Tuesday, August 10, 2010

Teach Us To Pray : Character

“Our Father in heaven, hallowed be your name,”

God wants us to know his character, and Jesus reveals to us that God is both Father and holy. Jesus will go further, unpacking what he means by father: not the abusive or absent father that sadly too many people experience in their earthly fathers, but what a father is meant to be: one who loves and delights in his children, who longs for intimacy with them, who loves to give good gifts; in whose presence there is un-self-conscious laughter, and the tender wiping-away of tears. The sort of father I fall so short of being.

And yet, God is also holy: and our flesh cannot approach him and live.
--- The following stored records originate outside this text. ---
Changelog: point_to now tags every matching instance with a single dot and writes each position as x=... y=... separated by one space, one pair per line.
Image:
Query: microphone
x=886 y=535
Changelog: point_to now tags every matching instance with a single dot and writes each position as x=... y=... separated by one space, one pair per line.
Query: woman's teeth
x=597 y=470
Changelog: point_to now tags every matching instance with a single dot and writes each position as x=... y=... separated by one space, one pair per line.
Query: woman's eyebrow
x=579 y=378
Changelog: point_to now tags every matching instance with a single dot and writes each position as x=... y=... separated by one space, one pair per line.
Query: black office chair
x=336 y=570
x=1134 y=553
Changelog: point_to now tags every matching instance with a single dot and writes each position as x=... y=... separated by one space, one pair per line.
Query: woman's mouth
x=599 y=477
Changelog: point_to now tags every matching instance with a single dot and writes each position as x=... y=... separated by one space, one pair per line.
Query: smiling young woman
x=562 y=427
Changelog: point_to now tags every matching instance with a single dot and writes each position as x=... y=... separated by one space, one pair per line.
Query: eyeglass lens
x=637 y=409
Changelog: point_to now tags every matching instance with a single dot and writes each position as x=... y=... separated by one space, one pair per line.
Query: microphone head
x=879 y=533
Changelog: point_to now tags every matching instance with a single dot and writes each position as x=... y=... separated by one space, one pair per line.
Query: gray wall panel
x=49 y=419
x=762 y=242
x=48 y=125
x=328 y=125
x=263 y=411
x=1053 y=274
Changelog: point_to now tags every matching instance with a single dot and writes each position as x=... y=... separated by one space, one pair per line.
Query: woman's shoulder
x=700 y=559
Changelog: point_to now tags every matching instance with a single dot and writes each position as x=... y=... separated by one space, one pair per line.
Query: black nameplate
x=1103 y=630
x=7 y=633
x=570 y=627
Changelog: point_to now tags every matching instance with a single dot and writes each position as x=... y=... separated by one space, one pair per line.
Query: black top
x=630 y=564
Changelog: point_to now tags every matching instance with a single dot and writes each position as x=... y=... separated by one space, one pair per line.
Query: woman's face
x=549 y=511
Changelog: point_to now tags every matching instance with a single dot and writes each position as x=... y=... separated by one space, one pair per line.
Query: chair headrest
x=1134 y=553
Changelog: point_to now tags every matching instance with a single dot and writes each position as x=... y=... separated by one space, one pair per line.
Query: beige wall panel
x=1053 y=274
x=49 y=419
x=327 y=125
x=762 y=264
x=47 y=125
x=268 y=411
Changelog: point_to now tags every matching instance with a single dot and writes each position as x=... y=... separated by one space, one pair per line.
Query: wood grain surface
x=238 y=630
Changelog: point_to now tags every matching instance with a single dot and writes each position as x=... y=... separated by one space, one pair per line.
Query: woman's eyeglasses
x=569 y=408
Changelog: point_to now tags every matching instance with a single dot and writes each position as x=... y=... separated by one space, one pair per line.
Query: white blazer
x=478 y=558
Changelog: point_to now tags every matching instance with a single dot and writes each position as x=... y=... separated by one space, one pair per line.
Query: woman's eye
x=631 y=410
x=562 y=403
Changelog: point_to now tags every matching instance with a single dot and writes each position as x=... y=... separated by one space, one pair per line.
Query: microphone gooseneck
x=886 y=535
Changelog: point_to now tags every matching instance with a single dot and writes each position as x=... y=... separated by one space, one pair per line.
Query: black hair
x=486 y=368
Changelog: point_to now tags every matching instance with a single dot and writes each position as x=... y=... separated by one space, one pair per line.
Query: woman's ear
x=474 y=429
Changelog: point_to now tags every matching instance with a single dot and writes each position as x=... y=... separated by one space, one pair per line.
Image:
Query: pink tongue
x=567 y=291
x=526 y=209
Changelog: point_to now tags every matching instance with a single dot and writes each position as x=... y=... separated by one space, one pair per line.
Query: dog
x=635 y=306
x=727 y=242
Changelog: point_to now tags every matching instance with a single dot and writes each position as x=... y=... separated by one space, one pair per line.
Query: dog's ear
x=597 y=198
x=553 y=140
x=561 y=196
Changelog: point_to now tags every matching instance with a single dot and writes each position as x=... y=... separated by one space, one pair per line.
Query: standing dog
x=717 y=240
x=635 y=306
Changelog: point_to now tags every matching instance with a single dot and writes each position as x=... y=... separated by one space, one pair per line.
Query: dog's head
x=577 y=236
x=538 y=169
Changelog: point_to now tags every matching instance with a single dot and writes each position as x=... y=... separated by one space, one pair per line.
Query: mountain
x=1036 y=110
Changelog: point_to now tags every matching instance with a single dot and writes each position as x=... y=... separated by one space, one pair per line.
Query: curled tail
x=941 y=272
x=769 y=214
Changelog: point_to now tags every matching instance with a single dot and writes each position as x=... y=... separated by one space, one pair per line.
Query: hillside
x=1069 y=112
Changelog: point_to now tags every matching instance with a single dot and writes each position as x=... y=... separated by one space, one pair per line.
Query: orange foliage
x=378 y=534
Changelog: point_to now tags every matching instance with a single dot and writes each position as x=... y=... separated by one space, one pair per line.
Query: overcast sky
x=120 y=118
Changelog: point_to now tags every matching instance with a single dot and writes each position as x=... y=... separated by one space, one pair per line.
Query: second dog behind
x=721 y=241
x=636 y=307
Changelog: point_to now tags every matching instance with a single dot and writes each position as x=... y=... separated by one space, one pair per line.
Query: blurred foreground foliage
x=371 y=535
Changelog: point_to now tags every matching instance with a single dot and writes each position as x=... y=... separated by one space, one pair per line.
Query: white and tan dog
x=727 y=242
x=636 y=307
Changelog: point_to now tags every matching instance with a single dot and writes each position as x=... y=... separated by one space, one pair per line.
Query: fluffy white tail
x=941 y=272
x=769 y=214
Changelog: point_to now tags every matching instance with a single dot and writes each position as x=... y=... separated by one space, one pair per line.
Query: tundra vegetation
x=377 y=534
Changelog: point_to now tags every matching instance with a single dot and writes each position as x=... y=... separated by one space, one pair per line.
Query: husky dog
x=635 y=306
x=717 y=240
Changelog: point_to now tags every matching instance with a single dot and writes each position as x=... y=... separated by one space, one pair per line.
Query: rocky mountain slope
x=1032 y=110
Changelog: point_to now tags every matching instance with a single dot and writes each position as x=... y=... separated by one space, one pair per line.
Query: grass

There is, therefore, a tension: that in God’s presence, something of who we are is called to live, to experience life in all its fullness; and something of who we are is called to die. We are invited, as we are, into the relationship we were always meant to know: and challenged to become who we were made to be, and are not.

Invitation and challenge: this is how God relates to us: this is how Jesus, who reveals God’s nature to us, related to men, women and children 2,000 years ago: and this is how Jesus still relates to men, women and children today, as he is present in the midst of his people, the body of Christ, through his Spirit indwelling us...

Indwelling us: this tension, this invitation and challenge, this call to live to God and call to die to self: within us.

God invites us to know him as Father, and challenges us to be holy as he is holy. Invitation, and challenge: invitation, and challenge: invitation, and challenge...the closer we draw, the more we are challenged – in order that we may draw closer still.

And this is so alien to us. To have invitation extended to us: to generations increasingly abandoned by our parents, who have learnt not to expose ourselves to another, not to allow ourselves to be hurt – or to have and inevitably hurt children in our turn. The invitation itself is a challenge, to grow into maturity.

This is so alien to us. To have challenge extended to us: to increasingly fatherless generations, who are so fragile as to see discipline as rejection; and whose parents have sought to keep us as friends, as peers, rather than risk losing us. The challenge itself is an invitation, to grow into maturity.

And the mark of maturity is the ability to reproduce. God – who is mature – does not want us to merely know his character, but to share in that character...and to see that character multiplied into the lives of others, as we ourselves grow into maturity. The prayer continues, “your kingdom come, your will be done on earth as it is in heaven” – and this takes place as, among other things, God’s people share in his character, and in the kingdom that flows from that character. A kingdom in which the fatherless are fathered, and what is unholy is made holy...

So what does God want to speak to you about his character today?

A word of invitation, to one who believes themselves unloved?

A word of challenge, to one who believes themselves righteous in their own eyes?

A call to love, to father – or mother, for God is described as both mother and father – spiritual orphans?

A call to reach out and touch lives that are not holy – that are not made clean, and set-apart for God’s use, to fulfil God’s purposes in the world – and so to infect them with holiness?